Examples of plasmonic front/transparent electrodes. (a,b) Au metallic-mesh electrode with subwavelength hole array (MESH): (a) schematic of an OPV device incorporating a MESH front electrode (i.e., a PlaCSH-SC, see Sec. 3.1); (b) SEM micrograph of Au MESH electrode fabricated through large-scale nanoimprint lithography.45 (c,d) 1-D Ag periodic grating front electrode: (c) schematic of OPV incorporating grating front electrode; (d) cross-sectional SEM micrograph of fabricated OPV device with the grating, but without the top Ag cathode. The scale bar is 200 nm.49 (e–g) Ag nanowire mesh electrodes: (e) SEM micrograph of a Ag nanowire mesh;61 (f) schematic of a PEDOT:PSS-soldered Ag nanowire junction; (g) SEM micrograph of PEDOT:PSS-soldered Ag nanowires (PEDOT:PSS is blue colored). The scale bar is 4μm.123 Figures reproduced with permission, courtesy of (a and b) 45, copyright 2013, OSA; (c and d) 49, copyright 2010, Wiley; (e) 61, copyright 2013, Wiley; (f and g) 123, copyright 2013, Wiley.
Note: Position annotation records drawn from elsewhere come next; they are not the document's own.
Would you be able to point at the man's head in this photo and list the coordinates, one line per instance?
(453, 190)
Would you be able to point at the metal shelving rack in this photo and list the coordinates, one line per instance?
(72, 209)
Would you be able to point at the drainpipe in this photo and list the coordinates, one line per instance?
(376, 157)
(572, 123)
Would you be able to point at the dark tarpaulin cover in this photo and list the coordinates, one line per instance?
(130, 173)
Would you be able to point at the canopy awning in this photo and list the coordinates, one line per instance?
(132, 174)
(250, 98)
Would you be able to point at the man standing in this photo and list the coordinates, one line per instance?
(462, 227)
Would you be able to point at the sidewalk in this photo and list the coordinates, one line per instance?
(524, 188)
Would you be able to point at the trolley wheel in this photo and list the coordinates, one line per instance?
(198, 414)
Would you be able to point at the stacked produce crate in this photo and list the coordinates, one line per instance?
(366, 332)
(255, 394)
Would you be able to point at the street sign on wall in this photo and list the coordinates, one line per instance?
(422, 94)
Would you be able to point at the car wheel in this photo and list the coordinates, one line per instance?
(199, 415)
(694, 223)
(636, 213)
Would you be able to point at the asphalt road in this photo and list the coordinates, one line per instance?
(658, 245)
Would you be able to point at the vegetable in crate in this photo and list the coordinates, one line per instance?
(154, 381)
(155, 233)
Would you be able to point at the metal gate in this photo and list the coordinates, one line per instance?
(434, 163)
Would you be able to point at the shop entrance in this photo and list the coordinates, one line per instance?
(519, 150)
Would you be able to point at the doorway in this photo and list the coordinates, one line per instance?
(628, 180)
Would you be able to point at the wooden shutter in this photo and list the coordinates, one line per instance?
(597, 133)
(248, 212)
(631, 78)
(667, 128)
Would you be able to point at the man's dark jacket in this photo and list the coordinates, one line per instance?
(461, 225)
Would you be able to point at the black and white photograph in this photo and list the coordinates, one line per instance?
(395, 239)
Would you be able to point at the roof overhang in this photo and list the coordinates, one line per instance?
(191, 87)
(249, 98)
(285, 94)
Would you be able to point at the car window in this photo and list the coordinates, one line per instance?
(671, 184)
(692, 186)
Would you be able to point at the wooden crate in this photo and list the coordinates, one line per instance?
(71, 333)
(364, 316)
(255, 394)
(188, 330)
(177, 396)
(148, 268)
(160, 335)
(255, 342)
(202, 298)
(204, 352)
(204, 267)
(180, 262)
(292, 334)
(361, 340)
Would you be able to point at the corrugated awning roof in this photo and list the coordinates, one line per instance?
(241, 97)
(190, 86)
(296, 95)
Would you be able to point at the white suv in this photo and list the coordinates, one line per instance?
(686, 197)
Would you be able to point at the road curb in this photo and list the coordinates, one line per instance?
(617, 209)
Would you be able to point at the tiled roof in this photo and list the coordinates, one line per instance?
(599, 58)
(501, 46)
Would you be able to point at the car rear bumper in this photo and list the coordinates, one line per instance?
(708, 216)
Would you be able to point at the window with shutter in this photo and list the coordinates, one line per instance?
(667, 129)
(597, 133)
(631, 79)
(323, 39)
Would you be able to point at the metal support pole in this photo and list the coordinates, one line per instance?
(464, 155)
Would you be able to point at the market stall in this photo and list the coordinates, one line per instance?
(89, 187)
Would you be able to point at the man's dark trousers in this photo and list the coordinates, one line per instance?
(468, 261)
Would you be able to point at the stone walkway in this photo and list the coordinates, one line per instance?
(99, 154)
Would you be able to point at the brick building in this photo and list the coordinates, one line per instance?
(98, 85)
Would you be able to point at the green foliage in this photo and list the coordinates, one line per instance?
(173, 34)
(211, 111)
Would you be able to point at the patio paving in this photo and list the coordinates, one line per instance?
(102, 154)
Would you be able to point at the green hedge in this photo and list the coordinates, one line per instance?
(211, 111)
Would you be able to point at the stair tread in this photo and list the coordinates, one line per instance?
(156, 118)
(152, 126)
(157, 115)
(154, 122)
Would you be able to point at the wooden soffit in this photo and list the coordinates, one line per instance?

Optical Effects of Plasmonic Transparent Electrodes

Numerous examples of the use of metallic electrodes with nanohole arrays as transparent electrodes for optoelectronic devices have emerged in recent years. Chou et al. first reported building a “plasmonic cavity with subwavelength hole-array solar cell” (PlaCSH-SC), whose power conversion efficiency was 52% higher than their reference ITO-based solar cells (ITO-SC).45 This PlaCSH-SC exhibited broadband absorption enhancement, leading to greater than 90% average absorption from 400 to 900 nm (compared to only 44% average absorption in the ITO-SC) as well as omniacceptance, i.e., having minimal dependence on polarization and incident angle.45 The total reflectance from the PlaCSH-SC remained <0.4 for all wavelengths, angles, and polarizations; for the ITO-OPV, the reflectance was strongly dependent on wavelength, incident angle, and polarization, reaching values between 0.5 and 1.0. For efficiently collected scattered light, the omniacceptance behavior of this PlaCSH-SC increased the efficiency enhancement to 175%, with a remarkable efficiency of 8% for a P3HT:PCBM-based device.45 Chi et al. applied a similar periodic nanohole array in Al as a front electrode for conventional silicon solar cells and achieved an excess photocurrent density near 190% of the normal current density of a standard solar cell.132 In addition, plasmonic electrodes consisting of nanohole arrays have also been used as transparent electrodes in organic light-emitting diodes (OLEDs). Ding et al. fabricated a novel PlaCSH-OLED with a 1.75-fold higher external quantum efficiency and light-extraction efficiency than a control ITO-OLED.134 Moreover, this kind of structure was also proposed for use in surface-enhanced spectroscopy141 and surface plasmon resonance sensing.142,143 Although the periodicity of nanohole arrays plays a very important role in their plasmonic properties,35,129,131,144 random nanoporous metal structures have also shown promising plasmonic properties and can be achieved by large-area dealloying methods.145,146 However, this type of random nanoporous metal has not yet been employed in BHJ-OPV devices. Additionally, the particular photonic/plasmonic modes or optical mechanisms associated with periodic nanohole arrays that could contribute to optoelectronic device performance improvements have not yet been identified comprehensively.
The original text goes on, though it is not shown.